Imagine there is a big wall of “pigeon holes” between your computer and the internet. Each pigeon hole is numbered and each hole has specific purpose. For example, we only accept new SMTP mail in pigeon hole number 25. We only accept WWW requests in pigeon hole number 80. We call these pigeon holes, “ports”.
When we send messages across a network, we do so in special intra-office envelopes called TCP/IP Packets. Written on the envelopes are the Source and Destination addresses and also a Source and a Destination “port”.
So let’s say I want to load up the google web page.
- I write my request on a piece of paper and slip it into a Packet.
- I then take it to the mail room.
- The mail room temporarily assign a pigeon hole number in a special section of the wall of pigeon holes, way up high.

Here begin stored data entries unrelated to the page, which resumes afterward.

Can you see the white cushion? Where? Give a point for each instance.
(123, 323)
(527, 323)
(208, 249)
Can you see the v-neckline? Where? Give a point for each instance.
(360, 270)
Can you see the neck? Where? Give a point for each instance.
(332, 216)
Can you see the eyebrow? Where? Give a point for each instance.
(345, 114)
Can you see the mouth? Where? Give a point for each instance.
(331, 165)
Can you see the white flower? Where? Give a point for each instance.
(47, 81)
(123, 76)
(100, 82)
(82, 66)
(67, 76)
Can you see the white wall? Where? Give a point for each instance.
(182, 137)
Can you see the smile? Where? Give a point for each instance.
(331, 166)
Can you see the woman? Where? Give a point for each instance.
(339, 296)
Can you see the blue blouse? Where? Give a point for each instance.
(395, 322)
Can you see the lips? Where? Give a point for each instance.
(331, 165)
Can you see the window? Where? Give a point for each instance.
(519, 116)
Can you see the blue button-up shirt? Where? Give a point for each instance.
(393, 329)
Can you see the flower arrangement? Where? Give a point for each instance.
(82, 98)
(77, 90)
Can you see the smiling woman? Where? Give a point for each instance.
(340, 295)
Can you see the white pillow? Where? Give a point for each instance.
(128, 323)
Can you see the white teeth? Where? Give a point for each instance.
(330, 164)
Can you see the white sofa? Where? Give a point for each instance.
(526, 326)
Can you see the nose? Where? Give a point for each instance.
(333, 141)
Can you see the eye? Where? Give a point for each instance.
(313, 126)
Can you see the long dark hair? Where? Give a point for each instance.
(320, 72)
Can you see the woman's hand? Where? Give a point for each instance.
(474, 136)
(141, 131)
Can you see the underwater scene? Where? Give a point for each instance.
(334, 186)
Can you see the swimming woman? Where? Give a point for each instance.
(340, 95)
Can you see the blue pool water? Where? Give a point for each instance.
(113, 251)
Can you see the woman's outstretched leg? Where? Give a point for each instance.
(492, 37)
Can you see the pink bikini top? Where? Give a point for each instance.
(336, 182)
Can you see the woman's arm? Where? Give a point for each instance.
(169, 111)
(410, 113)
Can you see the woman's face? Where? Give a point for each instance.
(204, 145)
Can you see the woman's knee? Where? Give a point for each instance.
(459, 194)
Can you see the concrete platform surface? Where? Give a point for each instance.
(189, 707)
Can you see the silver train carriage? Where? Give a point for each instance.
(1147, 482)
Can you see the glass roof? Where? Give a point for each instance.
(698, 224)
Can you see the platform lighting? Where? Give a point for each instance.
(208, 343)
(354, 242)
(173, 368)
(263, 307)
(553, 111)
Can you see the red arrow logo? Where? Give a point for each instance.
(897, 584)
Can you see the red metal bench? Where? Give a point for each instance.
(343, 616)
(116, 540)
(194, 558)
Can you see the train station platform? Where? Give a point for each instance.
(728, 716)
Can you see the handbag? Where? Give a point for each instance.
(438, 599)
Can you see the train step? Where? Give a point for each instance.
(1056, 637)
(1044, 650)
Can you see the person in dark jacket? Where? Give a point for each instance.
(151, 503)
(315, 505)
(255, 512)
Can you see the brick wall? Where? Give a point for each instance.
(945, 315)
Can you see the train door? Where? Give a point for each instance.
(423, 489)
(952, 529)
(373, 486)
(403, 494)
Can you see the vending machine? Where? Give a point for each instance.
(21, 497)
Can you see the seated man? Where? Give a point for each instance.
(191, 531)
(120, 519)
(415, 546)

- When the packet-pigeon gets to its destination, it lands in the nominated Destination port
- The mail room handles the request and gives the reply to my pigeon.
- My pigeon then leaves and returns to the special high-numbered port that it originally came from.
- Because the mail room made a note of who temporarily owns that high-up port, it know who to send the reply to!
So a normal exchange between your computer and a web server looks something like this:
Packet 1: My computer requests a web page
Source Address: 184.108.40.206 (my computer)
Source Port: 33421 (a random number)
Destination Address: 220.127.116.11 (the google web server)
Destination Port: 80 (the standard port for HTTP requests)
Packet 2: The reply from the www.google.com web server
Source Address: 18.104.22.168 (the google web server)
Source Port: 80 (because it’s serving HTTP taffic to me)
Destination Address: 22.214.171.124 (my computer)
Destination Port: 33421 (so my computer knows who owns the reply)
Obviously this is a very simplified analogy of how it works. Understanding the ports / pigeon hole analogy is fundamental to understanding how TCP/IP traffic flows. Understanding that flow is fundamental to being able to configure a firewall. If you’d like to know more, place a few port 80 requests with google!